De producties van [eiseres]
3.7.
[gedaagde sub 1] heeft gesteld dat hij de door [eiseres] op de ochtend van de zitting bij de rechtbank ontvangen producties niet heeft ontvangen. De kantonrechter zal deze daarom niet betrekken in de beoordeling. Wel is het zo dat de meeste ervan in ieder geval bij [gedaagde sub 2] , in deze procedure de gevolmachtigde van [gedaagde sub 1] , bekend zijn uit één of meer van de andere procedures. De door [eiseres] aan de rechtbank toegestuurde niet betekende dagvaarding (met van de betekende dagvaarding afwijkende inhoud) blijft eveneens buiten beschouwing.
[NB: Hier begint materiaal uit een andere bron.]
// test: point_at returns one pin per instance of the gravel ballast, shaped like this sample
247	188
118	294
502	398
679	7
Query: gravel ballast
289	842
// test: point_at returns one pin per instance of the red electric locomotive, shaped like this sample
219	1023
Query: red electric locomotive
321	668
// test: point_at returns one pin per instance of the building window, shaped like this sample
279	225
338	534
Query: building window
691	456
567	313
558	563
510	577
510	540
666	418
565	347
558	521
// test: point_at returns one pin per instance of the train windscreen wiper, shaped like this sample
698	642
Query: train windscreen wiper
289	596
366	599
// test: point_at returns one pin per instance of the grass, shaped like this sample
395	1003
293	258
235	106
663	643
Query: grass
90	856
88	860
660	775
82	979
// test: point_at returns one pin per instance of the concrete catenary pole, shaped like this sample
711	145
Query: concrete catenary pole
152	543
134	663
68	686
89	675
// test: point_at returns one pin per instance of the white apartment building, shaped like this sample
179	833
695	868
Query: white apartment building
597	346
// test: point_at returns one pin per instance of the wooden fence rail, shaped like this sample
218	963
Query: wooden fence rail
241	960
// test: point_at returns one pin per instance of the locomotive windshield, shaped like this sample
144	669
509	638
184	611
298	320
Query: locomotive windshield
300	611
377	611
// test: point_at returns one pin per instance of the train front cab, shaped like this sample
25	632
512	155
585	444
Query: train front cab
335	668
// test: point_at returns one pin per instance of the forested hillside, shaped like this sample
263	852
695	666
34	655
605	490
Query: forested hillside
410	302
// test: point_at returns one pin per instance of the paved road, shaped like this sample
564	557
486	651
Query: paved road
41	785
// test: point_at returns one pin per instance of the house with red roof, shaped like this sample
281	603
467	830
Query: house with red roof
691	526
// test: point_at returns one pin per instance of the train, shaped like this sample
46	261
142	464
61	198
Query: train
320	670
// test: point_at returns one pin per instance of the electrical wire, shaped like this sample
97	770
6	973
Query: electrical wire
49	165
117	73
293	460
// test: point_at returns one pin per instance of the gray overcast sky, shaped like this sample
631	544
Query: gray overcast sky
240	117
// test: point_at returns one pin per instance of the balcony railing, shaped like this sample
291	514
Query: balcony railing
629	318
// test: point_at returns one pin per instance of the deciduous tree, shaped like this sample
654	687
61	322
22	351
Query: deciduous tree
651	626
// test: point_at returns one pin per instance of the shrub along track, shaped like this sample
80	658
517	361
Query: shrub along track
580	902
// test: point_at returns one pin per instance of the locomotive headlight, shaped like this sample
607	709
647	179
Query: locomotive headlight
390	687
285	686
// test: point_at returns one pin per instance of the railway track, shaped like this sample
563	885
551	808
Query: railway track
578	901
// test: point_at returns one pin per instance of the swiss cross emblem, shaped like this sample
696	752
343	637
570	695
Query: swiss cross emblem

De vordering van [eiseres] tegen [gedaagde sub 1]
3.8.
De kantonrechter begrijpt dat [eiseres] stelt dat [gedaagde sub 1] onrechtmatig heeft gehandeld doordat er met het op zijn rekening gestorte depot van [eiseres] kleine huishoudelijke betalingen zijn gedaan voor in totaal € 14.990,-.
3.9.
[gedaagde sub 1] heeft daartegenover gesteld dat hij de gestelde betalingen, met uitzondering van één betaling op het vliegveld van [.] , niet heeft gedaan omdat hij op het moment dat de betalingen zijn gedaan niet in Nederland, maar in Italië, was. Verder heeft hij gesteld dat hij niets te maken heeft met de kwesties tussen zijn vader en [eiseres] en/of [A] .
3.10.
De kantonrechter kan op dit moment niet vaststellen dat [gedaagde sub 1] onrechtmatig betalingen heeft gedaan uit het depot van [eiseres] op zijn rekening. De kantonrechter acht het op basis van de stellingen op de zitting over en weer aannemelijk dat er door [eiseres] naar aanleiding van afspraken met [gedaagde sub 2] een bedrag op de rekening van [gedaagde sub 1] is gestort. Dat [gedaagde sub 1] op de hoogte was van de over het depotbedrag gemaakte afspraken en daarom dit geld niet mocht (laten) gebruiken voor privébetalingen, is door [eiseres] niet onderbouwd en daarom niet voldoende aannemelijk. Daarbij komt dat, gelet op de betwisting van [gedaagde sub 1] , niet vast staat dat hij de door [eiseres] gestelde betalingen heeft gedaan, overigens met name omdat door [gedaagde sub 2] is verklaard dat hij zelf ook toegang had tot de betreffende rekening en vanaf die rekening betalingen deed. Op dit moment is daarom onvoldoende aannemelijk dat de uitkomst van een bodemprocedure zal zijn dat de vorderingen van [eiseres] zullen worden toegewezen. Gelet hierop is de zaak ongeschikt om in kort geding op te kunnen beslissen. De vorderingen van [eiseres] worden daarom afgewezen.
Proceskosten
3.11.
[eiseres] is in het ongelijk gesteld en moet daarom de proceskosten (inclusief nakosten) betalen. De proceskosten van [gedaagde sub 1] worden begroot op € 50,00 aan verletkosten.

4.De beslissing

De kantonrechter
4.1.
wijst de vorderingen van [eiseres] af,
4.2.
veroordeelt [eiseres] in de proceskosten van € 50,00, te betalen binnen veertien dagen na aanschrijving daartoe, te vermeerderen met de kosten van betekening als [eiseres] niet tijdig aan de veroordelingen voldoet en het vonnis daarna wordt betekend.
Dit vonnis is gewezen door mr. F.H. Charbon en in het openbaar uitgesproken op 10 april 2025.